CoreLogic Issues Letter to Shareholders

  Launches as Dedicated Information Resource for Shareholders

IRVINE, Calif.–(BUSINESS WIRE)–CoreLogic® (NYSE: CLGX), a leading global property data and analytics-driven solutions provider, today sent a letter to shareholders detailing CoreLogic’s continuing outperformance, robust 2020 outlook, and strong growth prospects for 2021 and 2022.

In light of Senator and Cannae’s proposal to take control of our Board of Directors by removing and replacing nine directors with their hand-picked nominees, the letter also provides important facts about CoreLogic’s highly qualified Board, which has deep industry experience and expertise with a proven track record of taking decisive action to transform the business and drive shareholder value.
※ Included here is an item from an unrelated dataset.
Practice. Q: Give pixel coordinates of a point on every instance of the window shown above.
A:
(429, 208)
CoreLogic shareholders are encouraged to visit to read the letter and view more information relevant to the Special Meeting of Shareholders on November 17, 2020.

The text of the letter follows:

September 10, 2020

Dear Fellow Shareholder,


Since CoreLogic was established as an independent public company 10 years ago, we have successfully transformed our business into the market leader in residential property data and analytics. Today, we are a strategic partner to most of the key industry participants — lenders, insurance carriers, investors, real estate professionals, and state and federal government entities. Since our spin-off, our long-term shareholders have realized significant returns on their investment from share price appreciation of more than 3x1 and over $1.5 billion in capital return.
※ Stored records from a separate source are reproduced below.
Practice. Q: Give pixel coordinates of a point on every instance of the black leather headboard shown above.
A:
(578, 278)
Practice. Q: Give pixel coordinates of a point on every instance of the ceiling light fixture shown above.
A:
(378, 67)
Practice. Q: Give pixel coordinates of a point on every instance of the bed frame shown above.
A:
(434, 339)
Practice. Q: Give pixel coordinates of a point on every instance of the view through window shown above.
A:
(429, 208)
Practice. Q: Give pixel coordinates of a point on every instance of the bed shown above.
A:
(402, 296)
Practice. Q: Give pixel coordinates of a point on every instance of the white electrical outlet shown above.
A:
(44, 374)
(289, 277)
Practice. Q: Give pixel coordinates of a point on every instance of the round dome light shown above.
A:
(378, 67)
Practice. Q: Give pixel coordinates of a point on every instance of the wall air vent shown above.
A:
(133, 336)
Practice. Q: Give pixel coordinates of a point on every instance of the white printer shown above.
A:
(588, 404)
In recent years, we have invested heavily in the future — building an unmatched “single source of truth” data repository for the US residential housing industry. Our new products and solutions are helping to automate and enhance housing finance, scaling our revenues in non-mortgage verticals and driving efficiency and profit margins to record levels. As a scaled market leader, we believe we are uniquely positioned to capitalize on these investments and important market trends to drive substantial further stock price appreciation for the benefit of our shareholders.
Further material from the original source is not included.